Rockefeller, John Davidson (1839-1937)
John Davidson Rockefeller (1839-1937)
Industrialist, philanthropist
Beginnings. One of the most notorious robber barons of the late nineteenth century was born in 1839, the son of a merchant and patent—medicine salesman, in the Finger Lakes region of New York. In 1853 he moved with his family to Cleveland and entered business in 1856, at the age of sixteen, as a bookkeeper with a Cleveland mercantile firm Hewitt & Tuttle. Here Rockefeller first displayed the conservative, meticulous business instincts that would govern the rest of his career. After a few years he broke off and formed a wholesale grocery business of his own with a partner, Maurice B. Clark. Business boomed during the Civil War years, and the partners expanded into oil refining in 1863 under the name of Andrews, Clark & Company (Rockefeller preferring to keep his name out of the public eye). This business started as a sideline, but in 1865 Rockefeller bought out Clark and shifted his focus exclusively to the refinery. In 1869 Rockefeller Consolidated the several partnerships by which he ran the business, forming the Standard Oil Company. By this point Rockefeller dominated refining in the Cleveland region; in coming years he expanded his domination on a national and a global scale and, in the process, made himself an infamous figure in the public mind.

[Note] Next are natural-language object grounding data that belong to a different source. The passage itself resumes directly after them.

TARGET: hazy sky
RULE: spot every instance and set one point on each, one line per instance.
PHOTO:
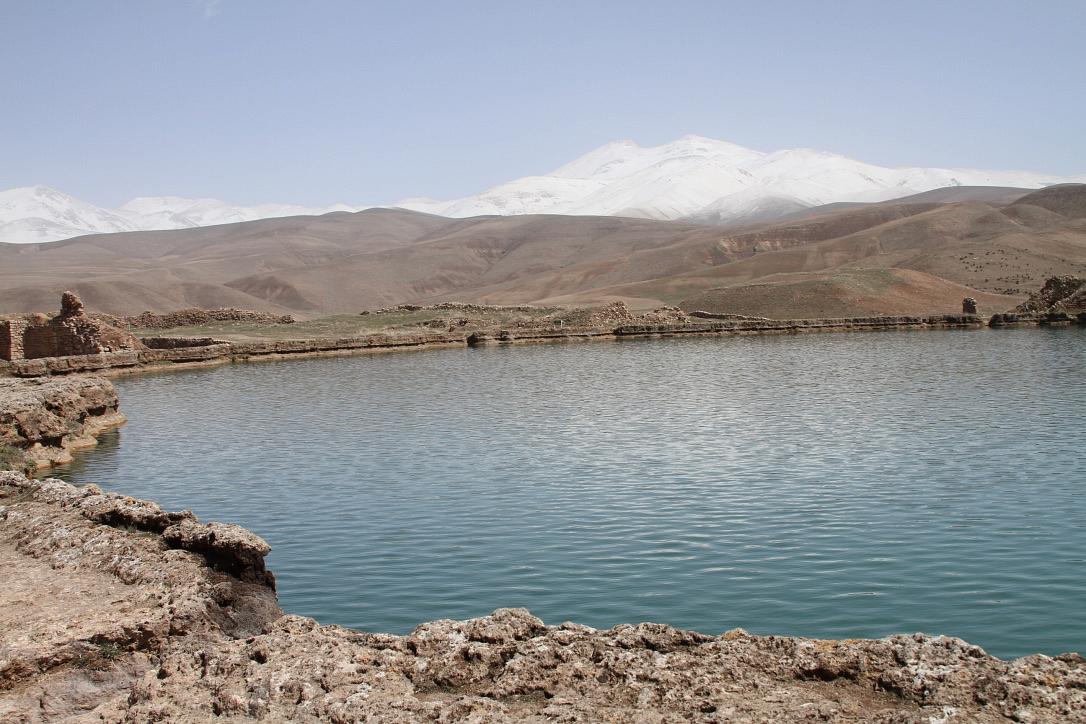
(318, 101)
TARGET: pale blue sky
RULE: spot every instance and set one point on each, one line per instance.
(326, 101)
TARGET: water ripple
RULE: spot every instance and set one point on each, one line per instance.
(823, 485)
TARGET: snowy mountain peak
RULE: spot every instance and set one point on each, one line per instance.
(39, 213)
(693, 177)
(704, 178)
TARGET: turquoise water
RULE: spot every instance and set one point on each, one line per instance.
(831, 485)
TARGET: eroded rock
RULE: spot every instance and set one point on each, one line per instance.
(116, 610)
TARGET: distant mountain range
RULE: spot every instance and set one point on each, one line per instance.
(919, 254)
(694, 178)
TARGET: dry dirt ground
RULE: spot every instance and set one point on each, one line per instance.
(997, 248)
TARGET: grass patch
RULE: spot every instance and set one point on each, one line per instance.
(348, 325)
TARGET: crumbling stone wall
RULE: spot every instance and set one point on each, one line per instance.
(12, 332)
(71, 332)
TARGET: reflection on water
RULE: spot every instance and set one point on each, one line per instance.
(831, 485)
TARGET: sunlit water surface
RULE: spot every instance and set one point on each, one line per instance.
(831, 485)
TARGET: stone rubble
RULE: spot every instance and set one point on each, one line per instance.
(149, 615)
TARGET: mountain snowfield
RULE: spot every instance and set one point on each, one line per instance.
(693, 178)
(37, 213)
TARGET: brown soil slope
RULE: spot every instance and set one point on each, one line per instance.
(994, 246)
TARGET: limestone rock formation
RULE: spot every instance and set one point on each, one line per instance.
(47, 418)
(116, 610)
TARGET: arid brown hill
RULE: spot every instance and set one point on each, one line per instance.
(913, 255)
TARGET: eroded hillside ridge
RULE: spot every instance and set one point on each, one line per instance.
(42, 420)
(118, 610)
(910, 256)
(1058, 294)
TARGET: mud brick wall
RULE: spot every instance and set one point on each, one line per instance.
(11, 339)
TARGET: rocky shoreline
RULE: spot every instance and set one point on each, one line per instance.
(160, 354)
(116, 610)
(45, 419)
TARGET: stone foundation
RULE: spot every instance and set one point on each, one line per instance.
(70, 333)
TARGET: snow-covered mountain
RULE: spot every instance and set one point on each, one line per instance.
(709, 180)
(38, 213)
(692, 178)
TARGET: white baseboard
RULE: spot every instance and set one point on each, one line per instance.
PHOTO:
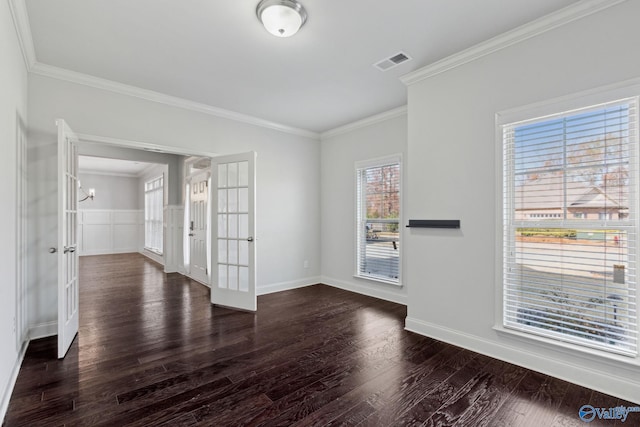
(286, 286)
(108, 252)
(621, 385)
(387, 295)
(153, 256)
(8, 391)
(43, 330)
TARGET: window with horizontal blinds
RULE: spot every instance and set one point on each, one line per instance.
(570, 224)
(153, 207)
(378, 220)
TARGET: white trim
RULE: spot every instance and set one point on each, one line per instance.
(534, 28)
(161, 98)
(89, 139)
(23, 31)
(43, 330)
(286, 286)
(621, 385)
(360, 165)
(566, 103)
(8, 391)
(368, 121)
(153, 256)
(383, 294)
(106, 173)
(20, 322)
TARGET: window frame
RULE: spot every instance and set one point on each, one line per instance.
(539, 111)
(369, 164)
(147, 193)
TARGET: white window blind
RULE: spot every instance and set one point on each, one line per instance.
(570, 224)
(153, 206)
(378, 221)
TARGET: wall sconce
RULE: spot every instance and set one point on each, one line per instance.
(90, 195)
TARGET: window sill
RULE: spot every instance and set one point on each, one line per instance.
(567, 348)
(378, 280)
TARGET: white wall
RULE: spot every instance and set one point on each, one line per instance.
(452, 175)
(112, 192)
(288, 173)
(340, 151)
(110, 231)
(13, 116)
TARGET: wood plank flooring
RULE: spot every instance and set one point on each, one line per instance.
(152, 351)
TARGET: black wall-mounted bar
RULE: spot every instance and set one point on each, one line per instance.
(434, 223)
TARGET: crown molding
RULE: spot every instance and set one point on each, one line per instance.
(161, 98)
(368, 121)
(108, 173)
(20, 17)
(539, 26)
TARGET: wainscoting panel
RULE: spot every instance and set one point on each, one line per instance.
(102, 232)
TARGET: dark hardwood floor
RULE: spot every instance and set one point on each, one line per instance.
(152, 351)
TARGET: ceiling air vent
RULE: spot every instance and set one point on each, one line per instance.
(392, 61)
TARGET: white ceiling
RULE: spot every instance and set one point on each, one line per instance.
(217, 53)
(103, 165)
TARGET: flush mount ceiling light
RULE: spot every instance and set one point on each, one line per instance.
(282, 18)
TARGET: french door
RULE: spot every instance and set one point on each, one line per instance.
(68, 287)
(198, 227)
(233, 256)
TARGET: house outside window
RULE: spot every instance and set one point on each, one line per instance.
(378, 217)
(570, 275)
(153, 215)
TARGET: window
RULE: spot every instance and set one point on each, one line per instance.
(378, 220)
(572, 276)
(153, 204)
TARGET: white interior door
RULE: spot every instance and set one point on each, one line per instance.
(68, 287)
(199, 214)
(234, 253)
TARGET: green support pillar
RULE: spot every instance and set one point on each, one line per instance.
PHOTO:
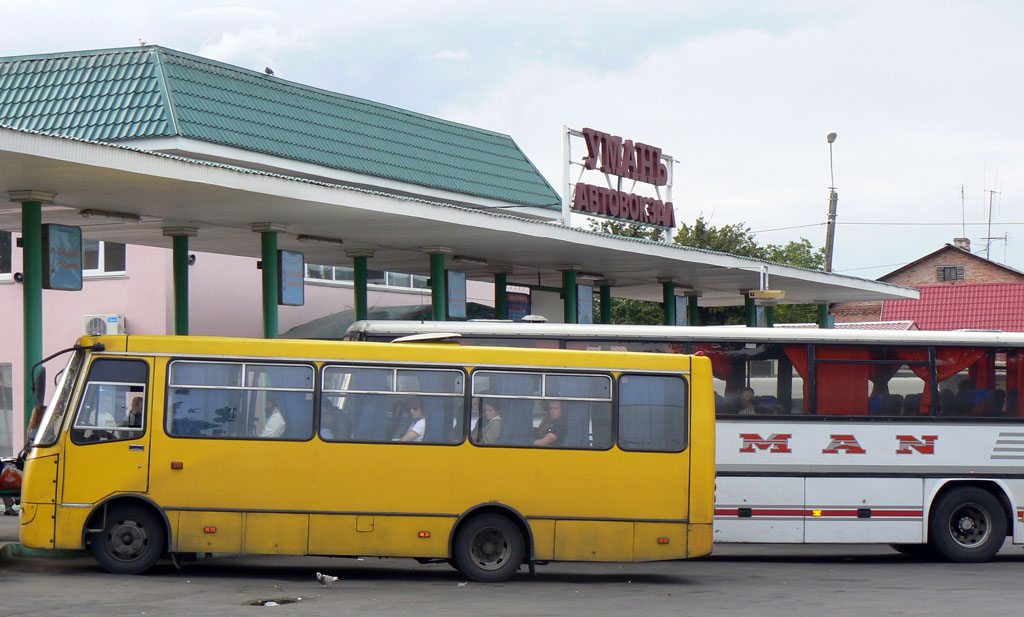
(669, 301)
(605, 292)
(268, 256)
(692, 312)
(359, 277)
(438, 297)
(32, 285)
(179, 261)
(501, 296)
(751, 311)
(568, 296)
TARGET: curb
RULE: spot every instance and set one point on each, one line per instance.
(14, 551)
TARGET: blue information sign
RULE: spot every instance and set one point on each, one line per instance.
(518, 305)
(585, 304)
(456, 285)
(682, 314)
(291, 272)
(61, 257)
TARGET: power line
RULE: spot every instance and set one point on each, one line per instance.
(871, 267)
(889, 223)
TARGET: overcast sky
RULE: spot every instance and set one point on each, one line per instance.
(926, 96)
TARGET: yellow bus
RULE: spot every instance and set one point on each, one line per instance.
(485, 457)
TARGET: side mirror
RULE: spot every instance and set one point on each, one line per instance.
(39, 386)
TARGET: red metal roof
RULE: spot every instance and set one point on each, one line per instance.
(901, 324)
(979, 306)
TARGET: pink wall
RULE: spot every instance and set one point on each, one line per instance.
(224, 300)
(137, 296)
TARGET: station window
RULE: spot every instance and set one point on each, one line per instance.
(380, 277)
(102, 258)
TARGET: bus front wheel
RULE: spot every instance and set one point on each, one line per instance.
(968, 525)
(488, 548)
(131, 541)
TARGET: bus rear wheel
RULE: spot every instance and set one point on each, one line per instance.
(131, 541)
(488, 548)
(967, 525)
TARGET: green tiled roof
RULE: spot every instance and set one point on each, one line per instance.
(122, 94)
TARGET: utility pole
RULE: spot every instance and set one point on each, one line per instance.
(833, 203)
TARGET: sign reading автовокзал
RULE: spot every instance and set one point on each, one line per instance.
(627, 160)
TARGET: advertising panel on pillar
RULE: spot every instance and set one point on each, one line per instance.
(637, 182)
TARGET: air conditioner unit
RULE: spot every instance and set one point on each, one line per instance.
(97, 325)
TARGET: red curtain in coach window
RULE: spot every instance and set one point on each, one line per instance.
(721, 360)
(948, 361)
(724, 365)
(1015, 383)
(798, 357)
(842, 389)
(982, 372)
(881, 373)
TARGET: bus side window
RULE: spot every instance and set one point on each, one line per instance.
(652, 413)
(114, 402)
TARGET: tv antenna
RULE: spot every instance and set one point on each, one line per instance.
(989, 238)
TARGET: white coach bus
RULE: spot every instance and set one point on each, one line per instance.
(913, 439)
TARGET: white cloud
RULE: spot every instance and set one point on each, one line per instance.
(457, 55)
(921, 100)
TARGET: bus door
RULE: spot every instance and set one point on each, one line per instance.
(108, 447)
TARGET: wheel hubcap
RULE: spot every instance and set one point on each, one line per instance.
(970, 525)
(489, 549)
(127, 539)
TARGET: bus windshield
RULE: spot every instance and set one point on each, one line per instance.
(49, 428)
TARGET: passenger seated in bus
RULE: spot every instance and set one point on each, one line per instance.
(134, 419)
(274, 425)
(419, 423)
(488, 427)
(554, 427)
(767, 405)
(998, 400)
(747, 402)
(335, 424)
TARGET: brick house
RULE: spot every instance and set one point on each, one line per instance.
(958, 290)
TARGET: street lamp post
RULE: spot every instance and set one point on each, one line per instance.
(833, 202)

Notoriety. Rockefeller tried to keep the growth of Standard Oil quiet, but as the business grew his tactics began attracting negative publicity. The first serious attack came in 1879, in an investigation by the New York state legislature into Standard Oil’s dealings with the railroads. The investigation’s findings became notorious when they were published in an article by Henry Demarest Lloyd in the Atlantic Monthly in 1881. Thereafter, independent refiners and producers kept steady pressure on Rockefeller. As his company fended off more or less continuous assaults from state and federal agencies, both the man and his business himself became notorious as embodiments of the trends transforming the American economy.
Retirement. Rockefeller retired from daily management of Standard in 1896, at the age of fifty-six, with a personal fortune that climbed (as his company continued to grow) to an estimated $900 million in 1913. Even before he retired he had already begun donating substantial sums to charitable causes; in 1891 he hired Frederick T. Gates to manage his philanthropic ventures, and by 1892 he had given more than $1 million to colleges (notably the University of Chicago, which was founded on Rockefeller money), libraries, hospitals, and other institutions. In 1913 he founded the Rockefeller Foundation. He died in 1937.
Source
Allan Nevins, Study in Power: John D. Rockefeller, Industrialist and Philanthropist, 2 volumes (New York: Scribners, 1953).